I did above fix to 4 nodes, and scheduled 4 pods on the 4 nodes, each requesting 1 GPU. (Since this is long running, I only requested 1 GPU, leaving 7 GPUs for users to schedule on each node).
They have been running for 4 days without issue. (Note the AGE field)
$ k get po -o wide
NAME READY STATUS RESTARTS AGE IP NODE NOMINATED NODE READINESS GATES
gengwg-test-gpu-1 1/1 Running 0 3d10h 2620:10d:xxxxx node0021 <none> <none>
gengwg-test-gpu-2 1/1 running 0 3d10h 2620:10d:xxxxx node0023 <none> <none>
gengwg-test-gpu-3 1/1 running 0 3d10h 2620:10d:xxxxx node0024 <none> <none>
gengwg-test-gpu-4 1/1 running 0 3d10h 2620:10d:xxxxx node0056 <none> <none>
Check nvidia-smi:
$ for i in {1..4}; do k exec -it gengwg-test-gpu-$i -- nvidia-smi -L ; done
GPU 0: NVIDIA A100-SXM4-40GB (UUID: GPU-29b18a6d-4246-6edd-d102-92c3dbbec667)

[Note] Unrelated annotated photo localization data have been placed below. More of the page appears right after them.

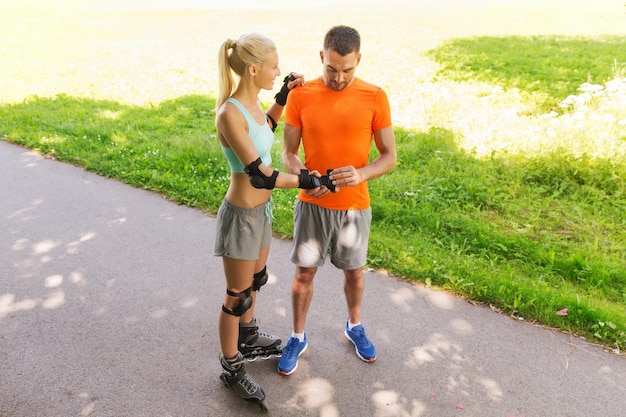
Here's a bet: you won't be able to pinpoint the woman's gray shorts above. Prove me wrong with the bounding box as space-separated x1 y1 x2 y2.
214 199 272 260
290 200 371 270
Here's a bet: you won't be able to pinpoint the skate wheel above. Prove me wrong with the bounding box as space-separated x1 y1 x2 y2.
261 354 271 360
247 355 258 362
259 400 269 412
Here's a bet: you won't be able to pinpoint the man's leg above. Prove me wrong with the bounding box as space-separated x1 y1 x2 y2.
292 266 317 333
280 200 327 375
343 267 364 325
278 265 317 375
343 267 376 362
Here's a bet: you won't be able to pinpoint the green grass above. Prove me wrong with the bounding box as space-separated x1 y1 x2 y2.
368 128 626 346
1 0 625 351
2 94 228 209
427 35 626 112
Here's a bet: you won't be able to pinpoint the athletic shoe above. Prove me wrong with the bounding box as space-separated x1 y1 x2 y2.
277 334 308 376
344 321 377 362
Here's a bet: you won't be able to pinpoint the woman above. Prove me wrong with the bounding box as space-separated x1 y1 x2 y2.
214 32 326 409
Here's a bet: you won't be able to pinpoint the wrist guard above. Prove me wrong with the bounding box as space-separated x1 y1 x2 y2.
274 73 297 106
298 169 322 189
319 169 336 192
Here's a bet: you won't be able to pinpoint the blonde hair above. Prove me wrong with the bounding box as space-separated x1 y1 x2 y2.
217 32 277 108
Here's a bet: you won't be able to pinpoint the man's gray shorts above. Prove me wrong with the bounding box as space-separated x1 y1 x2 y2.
290 200 371 270
214 199 272 260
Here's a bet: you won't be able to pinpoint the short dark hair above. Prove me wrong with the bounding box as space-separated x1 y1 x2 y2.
323 25 360 56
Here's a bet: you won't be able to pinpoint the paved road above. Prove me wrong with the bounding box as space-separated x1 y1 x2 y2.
1 140 625 417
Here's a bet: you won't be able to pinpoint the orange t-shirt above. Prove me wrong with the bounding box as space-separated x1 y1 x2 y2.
285 77 392 210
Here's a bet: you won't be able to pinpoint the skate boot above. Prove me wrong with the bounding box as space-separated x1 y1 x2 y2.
238 317 283 361
220 352 269 412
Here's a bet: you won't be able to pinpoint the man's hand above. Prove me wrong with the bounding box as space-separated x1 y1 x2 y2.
328 166 362 187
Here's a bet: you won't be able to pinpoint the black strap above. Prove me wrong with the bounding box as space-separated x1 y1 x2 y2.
267 114 277 132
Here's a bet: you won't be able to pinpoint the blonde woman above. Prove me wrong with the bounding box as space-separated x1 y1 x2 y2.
214 32 332 409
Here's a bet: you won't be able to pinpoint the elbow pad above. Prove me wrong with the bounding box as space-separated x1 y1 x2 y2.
245 157 279 190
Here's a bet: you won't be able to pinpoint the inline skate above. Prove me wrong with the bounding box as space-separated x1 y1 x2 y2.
220 352 269 412
238 317 283 361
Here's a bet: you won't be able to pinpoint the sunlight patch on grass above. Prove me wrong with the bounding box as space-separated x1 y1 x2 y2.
40 135 67 145
111 132 128 145
98 109 123 120
451 78 626 160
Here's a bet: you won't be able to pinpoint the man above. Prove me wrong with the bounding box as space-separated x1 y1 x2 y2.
278 25 397 376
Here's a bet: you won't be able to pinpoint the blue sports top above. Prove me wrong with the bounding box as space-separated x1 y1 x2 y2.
221 98 273 173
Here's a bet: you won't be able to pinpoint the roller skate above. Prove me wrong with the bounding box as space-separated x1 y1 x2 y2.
220 352 269 412
238 317 283 361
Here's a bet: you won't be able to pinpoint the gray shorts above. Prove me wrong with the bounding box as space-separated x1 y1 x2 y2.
214 199 272 260
290 200 371 270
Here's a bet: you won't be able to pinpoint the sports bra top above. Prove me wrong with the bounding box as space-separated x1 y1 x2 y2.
221 98 273 173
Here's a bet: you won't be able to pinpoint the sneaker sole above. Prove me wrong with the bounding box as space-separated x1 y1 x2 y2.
344 330 376 363
277 343 308 376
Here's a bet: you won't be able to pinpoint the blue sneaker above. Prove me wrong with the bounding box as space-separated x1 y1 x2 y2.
277 334 308 376
344 322 377 362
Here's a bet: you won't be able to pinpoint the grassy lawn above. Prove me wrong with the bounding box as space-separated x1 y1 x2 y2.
1 0 625 351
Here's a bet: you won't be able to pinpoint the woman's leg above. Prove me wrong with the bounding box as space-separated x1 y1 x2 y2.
219 257 256 359
240 245 270 324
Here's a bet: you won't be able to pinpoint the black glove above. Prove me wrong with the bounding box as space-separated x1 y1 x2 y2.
275 73 297 106
297 169 322 189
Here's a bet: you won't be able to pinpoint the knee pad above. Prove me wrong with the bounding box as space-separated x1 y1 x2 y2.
222 286 253 316
252 266 268 292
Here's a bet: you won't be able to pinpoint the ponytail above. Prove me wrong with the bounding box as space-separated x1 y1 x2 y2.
216 33 277 109
217 39 237 109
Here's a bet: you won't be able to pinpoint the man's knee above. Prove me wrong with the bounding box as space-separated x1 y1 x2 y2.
344 268 364 283
295 266 317 283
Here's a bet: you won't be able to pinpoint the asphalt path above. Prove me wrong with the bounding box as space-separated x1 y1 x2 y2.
1 140 625 417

GPU 0: NVIDIA A100-SXM4-40GB (UUID: GPU-8b009714-3ee2-ac82-6b2f-4ebf8d103a7c)
GPU 0: NVIDIA A100-SXM4-40GB (UUID: GPU-3836675c-e987-1f01-7ce7-12da20038909)
GPU 0: NVIDIA A100-SXM4-80GB (UUID: GPU-d9050ed3-2859-bcde-a56f-f1562a403db9)
That made me more confident this is the fix (at least for our environment).
cgroup driver for kubelet, docker and containerd are all systemd
.
# cat /etc/systemd/system/kubelet.service | grep -i cgroup
--runtime-cgroups=/systemd/system.slice \
--kubelet-cgroups=/systemd/system.slice \
--cgroup-driver=systemd \
We are in the middle of migrating docker to containerd, so we have both docker and containerd nodes. This seem fixed it for BOTH.
Docker nodes:
# docker info | grep -i cgroup
WARNING: No swap limit support
Cgroup Driver: systemd
Cgroup Version: 2
cgroupns
Containerd nodes:
$ sudo crictl info | grep -i cgroup
"SystemdCgroup": true
"SystemdCgroup": true
"systemdCgroup": false,
"disableCgroup": false,
Here is our k8s version:
$ k version --short
Client Version: v1.21.3
Server Version: v1.22.9
containerd version:
# containerd --version
containerd containerd.io 1.6.6 10c12954828e7c7c9b6e0ea9b0c02b01407d3ae1
nvidia-container-toolkit version:
# dnf info nvidia-container-toolkit | grep Version
Version : 1.11.0
it can't fix my cluster. i set cgroup-driver=cgroupfs on docker and k8s to fix my cluster。